Eggplant with Basil, Gorgonzola and Balsamic Vinegar

Eggplant with Basil, Gorgonzola and Balsamic Vinegar can be served as a side dish with meat or a pasta entree. Alternatively, these eggplant bites can be served as an appetizer.


Eggplant with Basil, Gorgonzola and Balsamic Vinegar
(Mark Kelly)

Serves 4 to 6 as a side dish

2 medium eggplants, trimmed and sliced 1/4-inch-thick
Kosher salt
Freshly ground black pepper
Extra-virgin olive oil
4 oz. gorgonzola
20 fresh basil leaves
Balsamic vinegar

In a large plastic container with a lid, sprinkle the bottom of the container with salt. Place a layer of eggplant over the salt. Sprinkle the top of the layer with salt and add another layer. Repeat until all eggplant pieces are in the container. Sprinkle the top layer with salt before closing the container. Allow to stand at room temperature for at least an hour. Draining the accumulated water about every half hour.

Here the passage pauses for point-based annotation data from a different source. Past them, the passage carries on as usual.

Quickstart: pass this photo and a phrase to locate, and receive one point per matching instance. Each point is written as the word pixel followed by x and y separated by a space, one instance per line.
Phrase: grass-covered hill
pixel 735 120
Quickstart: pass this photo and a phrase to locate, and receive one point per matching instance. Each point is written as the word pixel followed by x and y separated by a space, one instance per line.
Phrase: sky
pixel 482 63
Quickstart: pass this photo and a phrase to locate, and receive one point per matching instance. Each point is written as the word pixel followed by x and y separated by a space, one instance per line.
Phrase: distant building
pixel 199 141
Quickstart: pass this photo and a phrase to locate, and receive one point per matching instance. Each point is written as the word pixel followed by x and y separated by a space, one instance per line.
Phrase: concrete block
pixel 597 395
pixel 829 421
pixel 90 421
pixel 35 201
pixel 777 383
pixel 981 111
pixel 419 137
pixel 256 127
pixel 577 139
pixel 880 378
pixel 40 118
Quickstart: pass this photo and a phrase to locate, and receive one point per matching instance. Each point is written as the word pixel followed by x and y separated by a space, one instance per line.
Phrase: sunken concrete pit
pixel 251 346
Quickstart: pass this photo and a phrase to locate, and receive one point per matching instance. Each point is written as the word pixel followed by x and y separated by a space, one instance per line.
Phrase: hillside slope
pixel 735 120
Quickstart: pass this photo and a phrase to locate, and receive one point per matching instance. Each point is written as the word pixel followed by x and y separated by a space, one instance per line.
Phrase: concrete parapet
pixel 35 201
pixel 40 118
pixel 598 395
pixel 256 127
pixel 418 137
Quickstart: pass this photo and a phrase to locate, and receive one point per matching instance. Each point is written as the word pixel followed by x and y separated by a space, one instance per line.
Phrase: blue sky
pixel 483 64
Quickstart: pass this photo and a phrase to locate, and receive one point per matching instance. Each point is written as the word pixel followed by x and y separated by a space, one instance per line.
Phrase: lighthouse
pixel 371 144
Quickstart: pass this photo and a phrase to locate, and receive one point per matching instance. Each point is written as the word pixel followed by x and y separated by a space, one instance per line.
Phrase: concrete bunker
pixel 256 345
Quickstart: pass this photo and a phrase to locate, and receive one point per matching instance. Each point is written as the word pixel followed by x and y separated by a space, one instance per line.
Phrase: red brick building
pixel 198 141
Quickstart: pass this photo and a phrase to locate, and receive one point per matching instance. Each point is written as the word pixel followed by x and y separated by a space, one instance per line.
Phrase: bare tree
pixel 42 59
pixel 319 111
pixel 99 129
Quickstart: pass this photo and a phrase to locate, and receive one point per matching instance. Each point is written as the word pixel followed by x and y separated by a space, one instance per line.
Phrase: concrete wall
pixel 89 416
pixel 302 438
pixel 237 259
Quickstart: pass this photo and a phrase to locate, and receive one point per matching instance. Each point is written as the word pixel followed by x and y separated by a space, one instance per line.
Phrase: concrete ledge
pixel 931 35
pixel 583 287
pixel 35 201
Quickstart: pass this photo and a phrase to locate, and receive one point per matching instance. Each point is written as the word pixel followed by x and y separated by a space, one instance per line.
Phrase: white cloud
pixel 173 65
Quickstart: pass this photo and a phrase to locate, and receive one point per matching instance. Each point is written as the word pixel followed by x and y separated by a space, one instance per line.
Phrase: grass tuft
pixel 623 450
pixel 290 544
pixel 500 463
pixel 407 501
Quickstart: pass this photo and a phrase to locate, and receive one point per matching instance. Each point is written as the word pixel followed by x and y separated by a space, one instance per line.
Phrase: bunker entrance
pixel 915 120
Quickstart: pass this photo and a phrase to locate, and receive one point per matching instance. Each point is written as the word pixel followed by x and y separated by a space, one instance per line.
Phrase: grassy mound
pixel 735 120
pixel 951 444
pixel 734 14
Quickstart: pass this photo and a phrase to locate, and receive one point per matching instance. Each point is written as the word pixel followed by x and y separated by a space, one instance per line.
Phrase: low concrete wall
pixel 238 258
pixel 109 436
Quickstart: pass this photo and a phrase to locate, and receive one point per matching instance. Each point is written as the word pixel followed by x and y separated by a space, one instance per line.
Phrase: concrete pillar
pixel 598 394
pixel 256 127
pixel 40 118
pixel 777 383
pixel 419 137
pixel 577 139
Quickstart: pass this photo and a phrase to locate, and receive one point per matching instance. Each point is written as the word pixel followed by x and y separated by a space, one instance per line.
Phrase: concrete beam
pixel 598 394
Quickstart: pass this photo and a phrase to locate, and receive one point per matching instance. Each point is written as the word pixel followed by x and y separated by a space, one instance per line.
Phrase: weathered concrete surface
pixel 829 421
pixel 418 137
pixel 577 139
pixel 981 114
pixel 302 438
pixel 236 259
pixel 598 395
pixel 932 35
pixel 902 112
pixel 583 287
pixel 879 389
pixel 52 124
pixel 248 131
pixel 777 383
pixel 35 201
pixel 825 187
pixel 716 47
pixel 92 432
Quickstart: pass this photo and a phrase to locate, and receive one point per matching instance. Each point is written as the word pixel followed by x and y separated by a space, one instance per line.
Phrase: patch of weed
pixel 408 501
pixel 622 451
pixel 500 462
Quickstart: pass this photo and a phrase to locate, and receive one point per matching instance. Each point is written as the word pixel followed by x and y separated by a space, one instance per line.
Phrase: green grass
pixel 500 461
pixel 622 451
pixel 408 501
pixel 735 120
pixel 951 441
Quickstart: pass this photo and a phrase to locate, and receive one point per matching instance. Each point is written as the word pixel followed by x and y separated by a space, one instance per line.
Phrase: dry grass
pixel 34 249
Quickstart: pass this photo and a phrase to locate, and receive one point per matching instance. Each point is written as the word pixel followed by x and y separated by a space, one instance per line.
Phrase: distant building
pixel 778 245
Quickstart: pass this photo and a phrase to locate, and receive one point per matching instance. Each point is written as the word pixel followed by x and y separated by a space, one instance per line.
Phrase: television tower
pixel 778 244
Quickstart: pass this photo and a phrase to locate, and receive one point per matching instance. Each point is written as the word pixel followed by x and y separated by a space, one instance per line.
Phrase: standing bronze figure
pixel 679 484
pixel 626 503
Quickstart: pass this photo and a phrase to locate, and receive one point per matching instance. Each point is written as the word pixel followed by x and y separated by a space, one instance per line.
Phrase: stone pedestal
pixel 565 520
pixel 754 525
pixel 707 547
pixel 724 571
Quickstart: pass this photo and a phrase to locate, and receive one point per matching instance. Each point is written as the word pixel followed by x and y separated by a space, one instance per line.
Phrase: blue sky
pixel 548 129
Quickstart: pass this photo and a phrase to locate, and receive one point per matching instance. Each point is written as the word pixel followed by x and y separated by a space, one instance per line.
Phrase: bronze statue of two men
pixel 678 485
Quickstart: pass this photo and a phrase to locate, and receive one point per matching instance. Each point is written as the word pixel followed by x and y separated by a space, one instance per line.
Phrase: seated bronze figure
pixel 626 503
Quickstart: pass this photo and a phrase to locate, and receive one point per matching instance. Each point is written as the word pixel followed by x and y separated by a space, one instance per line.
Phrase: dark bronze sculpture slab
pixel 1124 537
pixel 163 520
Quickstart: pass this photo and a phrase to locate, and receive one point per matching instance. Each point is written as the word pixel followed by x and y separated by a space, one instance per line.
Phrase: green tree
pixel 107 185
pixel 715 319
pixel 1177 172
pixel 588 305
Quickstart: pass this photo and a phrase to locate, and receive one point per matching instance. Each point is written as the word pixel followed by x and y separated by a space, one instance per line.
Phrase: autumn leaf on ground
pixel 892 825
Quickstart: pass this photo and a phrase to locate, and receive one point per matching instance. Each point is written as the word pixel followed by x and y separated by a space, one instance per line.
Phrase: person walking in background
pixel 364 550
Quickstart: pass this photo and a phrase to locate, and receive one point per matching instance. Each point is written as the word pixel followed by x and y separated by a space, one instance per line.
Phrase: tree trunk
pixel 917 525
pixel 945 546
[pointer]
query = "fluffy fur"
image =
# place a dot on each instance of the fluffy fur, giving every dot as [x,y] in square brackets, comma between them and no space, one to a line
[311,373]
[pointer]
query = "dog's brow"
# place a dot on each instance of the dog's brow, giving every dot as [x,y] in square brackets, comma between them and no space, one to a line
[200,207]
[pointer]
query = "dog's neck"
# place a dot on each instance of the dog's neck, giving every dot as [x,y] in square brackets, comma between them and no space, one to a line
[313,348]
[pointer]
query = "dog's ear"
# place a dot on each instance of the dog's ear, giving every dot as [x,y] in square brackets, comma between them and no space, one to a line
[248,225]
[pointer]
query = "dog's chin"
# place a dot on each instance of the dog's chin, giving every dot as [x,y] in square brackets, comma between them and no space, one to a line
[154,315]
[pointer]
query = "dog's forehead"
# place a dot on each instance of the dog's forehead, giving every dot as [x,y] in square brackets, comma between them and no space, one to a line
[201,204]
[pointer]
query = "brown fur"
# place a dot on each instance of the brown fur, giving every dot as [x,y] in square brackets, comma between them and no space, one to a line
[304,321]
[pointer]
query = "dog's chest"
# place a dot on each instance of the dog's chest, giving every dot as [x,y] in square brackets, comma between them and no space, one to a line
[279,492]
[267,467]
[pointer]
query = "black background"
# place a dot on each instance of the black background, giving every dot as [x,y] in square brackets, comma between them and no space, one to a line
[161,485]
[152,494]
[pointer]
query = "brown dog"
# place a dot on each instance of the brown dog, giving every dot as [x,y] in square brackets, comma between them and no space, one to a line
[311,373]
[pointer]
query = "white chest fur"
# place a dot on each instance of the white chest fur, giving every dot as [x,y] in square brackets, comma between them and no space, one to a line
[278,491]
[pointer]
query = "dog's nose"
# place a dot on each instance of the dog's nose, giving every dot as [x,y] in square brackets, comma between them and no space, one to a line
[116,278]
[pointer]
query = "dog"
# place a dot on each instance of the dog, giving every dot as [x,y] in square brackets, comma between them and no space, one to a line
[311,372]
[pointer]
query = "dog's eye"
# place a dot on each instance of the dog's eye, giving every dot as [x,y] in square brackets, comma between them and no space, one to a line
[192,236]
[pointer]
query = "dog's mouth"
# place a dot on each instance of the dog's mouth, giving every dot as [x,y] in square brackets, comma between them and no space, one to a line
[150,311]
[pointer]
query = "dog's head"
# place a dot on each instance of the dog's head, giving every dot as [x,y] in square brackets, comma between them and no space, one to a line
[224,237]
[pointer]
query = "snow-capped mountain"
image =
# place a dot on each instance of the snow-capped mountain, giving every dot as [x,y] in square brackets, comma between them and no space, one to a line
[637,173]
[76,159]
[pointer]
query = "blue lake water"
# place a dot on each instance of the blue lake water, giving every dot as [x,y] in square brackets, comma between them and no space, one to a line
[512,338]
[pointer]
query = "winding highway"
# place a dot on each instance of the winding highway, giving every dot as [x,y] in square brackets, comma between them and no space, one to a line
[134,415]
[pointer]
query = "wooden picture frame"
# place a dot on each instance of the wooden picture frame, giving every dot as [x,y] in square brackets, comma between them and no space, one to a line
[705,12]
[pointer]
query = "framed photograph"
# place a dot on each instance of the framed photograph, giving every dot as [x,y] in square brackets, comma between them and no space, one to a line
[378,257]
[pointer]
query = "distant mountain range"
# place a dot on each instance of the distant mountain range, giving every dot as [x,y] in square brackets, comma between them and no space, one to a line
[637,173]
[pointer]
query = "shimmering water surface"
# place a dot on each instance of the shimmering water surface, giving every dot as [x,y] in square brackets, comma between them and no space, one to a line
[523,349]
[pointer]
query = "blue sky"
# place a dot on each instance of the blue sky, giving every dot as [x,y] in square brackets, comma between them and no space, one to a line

Remove the eggplant slices from the container and place on a paper-towel-lined rimmed baking sheet. Cover with paper towel and allow to stand at room temperature for another 30 minutes.

Preheat oven to 400F.

Rinse the salt from the eggplant, squeezing the excess moisture from the eggplant. Place the eggplant on a fresh layer of paper towel.

Place the eggplant slices on a foil-lined rimmed baking sheet. Place a basil leaf on each slice. Top each slice with some gorgonzola. Drizzle each slice lightly with good olive oil. Bake for 15 minutes. Drizzle with balsamic vinegar and season with pepper before serving.